The Senate proposal would allow the government to grant contracts for exploration and extraction of oil and gas to multinational giants such as Exxon or Chevron, something that is currently prohibited under Mexico's constitution.
It also says that contracts could be made directly with the state and don't have to be issued by the state-run oil company, Petroleos Mexicanos, or Pemex, which currently has a monopoly on Mexican oil.
The articles explaining the proposal say it would allow private contractors to book reserves, or list expected benefits in their financial statements, as long as they specify in their contracts that all oil and gas they find in the ground belongs to Mexico. An earlier draft proposed that it be part of the constitutional reform, but it was eliminated in the final draft.
Opponents said it proposes a system that has been proven a "total failure," while analysts consider it a positive move in opening the door to the private investment Mexico needs to save its oil sector. Mexican oil production has been declining despite increased investment, and Pemex has not had the wherewithal to date to exploit deep-water or shale oil and gas reserves.
"It's a very good setting of the table," said George Baker, publisher of the Houston-based newsletter, Mexico Energy Intelligence. "I think they've done a good job saying ... the lease-holder has commercial rights to production. What we don't know is if they will have rights to all of the production or part of the production."
The opposition Democratic Revolution Party, or PRD, said the document would "cancel and annul the nationalization of oil the electricity" and renewed its call for a public referendum on the issue.
"They're trying to give the industry to foreigners," said PRD Sen. Dolores Padierna. "The participation of private oil companies has been, if you look at it calmly, a total failure."
The proposal goes much further than the plan introduced by President Enrique Pena Nieto in August, which only allowed profit-sharing agreements but not arrangements for sharing oil.
The measures in the Senate proposal have been prohibited in the decades since 1938, when then-President Lazaro Cardenas nationalized the oil industry, a symbol that for decades that has been fiercely protected by the constitution from possible profiteering by foreign companies.
It would change three articles of constitution, while Pena Nieto had only proposed to change two.

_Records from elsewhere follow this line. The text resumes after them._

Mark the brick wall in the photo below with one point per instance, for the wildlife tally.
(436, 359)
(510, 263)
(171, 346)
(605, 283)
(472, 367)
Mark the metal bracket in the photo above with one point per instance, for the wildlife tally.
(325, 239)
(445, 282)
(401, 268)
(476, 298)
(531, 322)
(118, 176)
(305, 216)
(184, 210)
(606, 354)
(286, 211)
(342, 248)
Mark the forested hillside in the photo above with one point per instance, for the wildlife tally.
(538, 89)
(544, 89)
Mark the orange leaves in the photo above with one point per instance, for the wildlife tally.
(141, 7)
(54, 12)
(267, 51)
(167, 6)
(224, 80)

The proposal still specifies that oil in the ground is the property of the Mexican state. The constitution would continue to prohibit oil concessions, considered the most liberal kind of access by private oil companies.

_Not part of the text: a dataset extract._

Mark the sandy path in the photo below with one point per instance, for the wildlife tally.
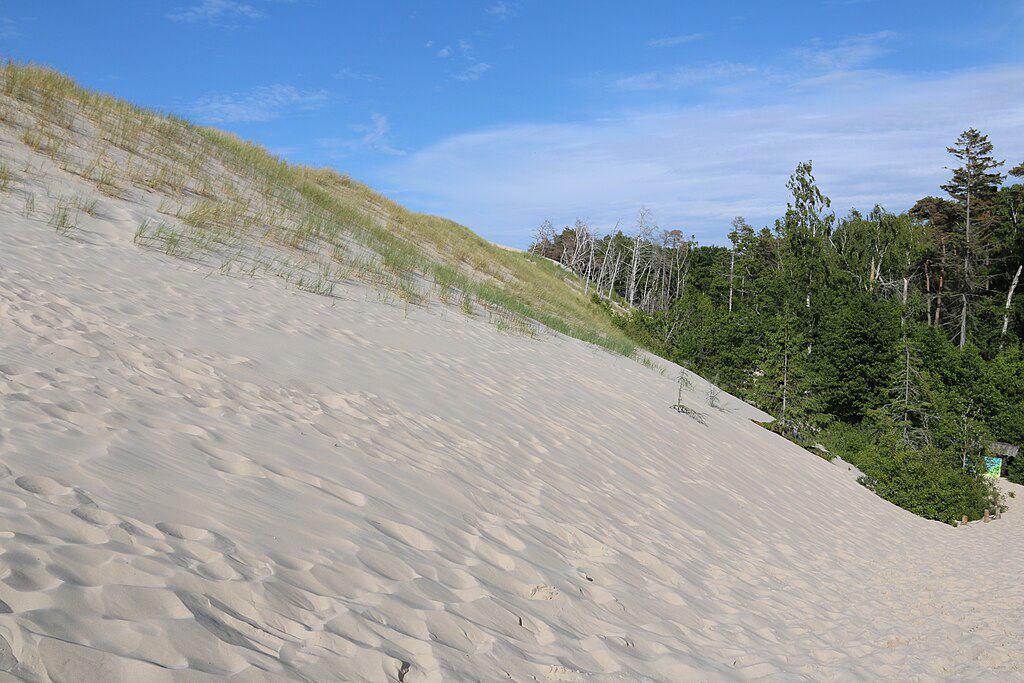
(206, 476)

The proposal was hashed out by Pena Nieto's ruling Institutional Revolutionary Party, or PRI, with the conservative opposition, the National Action Party, which wants an oil reform as open as possible to investment and partnership possibilities.

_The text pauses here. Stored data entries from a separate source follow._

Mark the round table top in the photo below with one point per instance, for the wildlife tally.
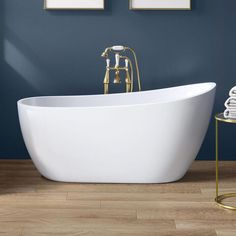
(220, 117)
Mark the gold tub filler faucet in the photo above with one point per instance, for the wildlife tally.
(120, 53)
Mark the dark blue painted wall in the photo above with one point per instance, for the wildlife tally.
(58, 52)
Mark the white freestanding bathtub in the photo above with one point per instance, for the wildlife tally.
(142, 137)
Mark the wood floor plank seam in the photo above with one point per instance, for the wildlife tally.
(34, 206)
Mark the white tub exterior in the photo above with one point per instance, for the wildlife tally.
(143, 137)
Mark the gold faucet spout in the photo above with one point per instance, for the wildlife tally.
(120, 53)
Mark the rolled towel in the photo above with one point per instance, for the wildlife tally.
(230, 113)
(230, 103)
(232, 92)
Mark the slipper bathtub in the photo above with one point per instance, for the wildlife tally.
(142, 137)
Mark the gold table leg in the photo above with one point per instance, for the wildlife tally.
(220, 198)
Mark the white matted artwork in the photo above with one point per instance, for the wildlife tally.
(74, 4)
(160, 4)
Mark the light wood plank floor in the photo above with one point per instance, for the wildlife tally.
(31, 205)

Meanwhile, the PRD has left the three-party political coalition, Pact for Mexico, to protest any constitutional changes to open the oil sector.
The PRI has been more moderate than the PAN in its approach, given the leftist opposition that has drawn thousands in street protests.
But the mobilization so far hasn't been as great as in 2008, when former presidential candidate Andres Manuel Lopez Obrador all but killed the congressional attempt to open the oil industry to greater private investment. Lopez Obrador was sidelined by a heart attack last week, but protesters still showed up outside the Senate on Wednesday to oppose the oil reform.
Up to now, Pemex has allowed contracts that only pay a fee for services rendered.
But the constitutional safeguards now act more like a straitjacket, keeping the Pemex state oil monopoly slow, outdated and unable to attract the investment and technology it needs to tap shale and deep-water reserves, say people inside and outside the government.
While oil production has increased substantially in the U.S. and Canada, Mexico's has fallen 25 percent since 2004, and proven reserves are down 41 percent since 2001, the Mexican Institute on Competitiveness says.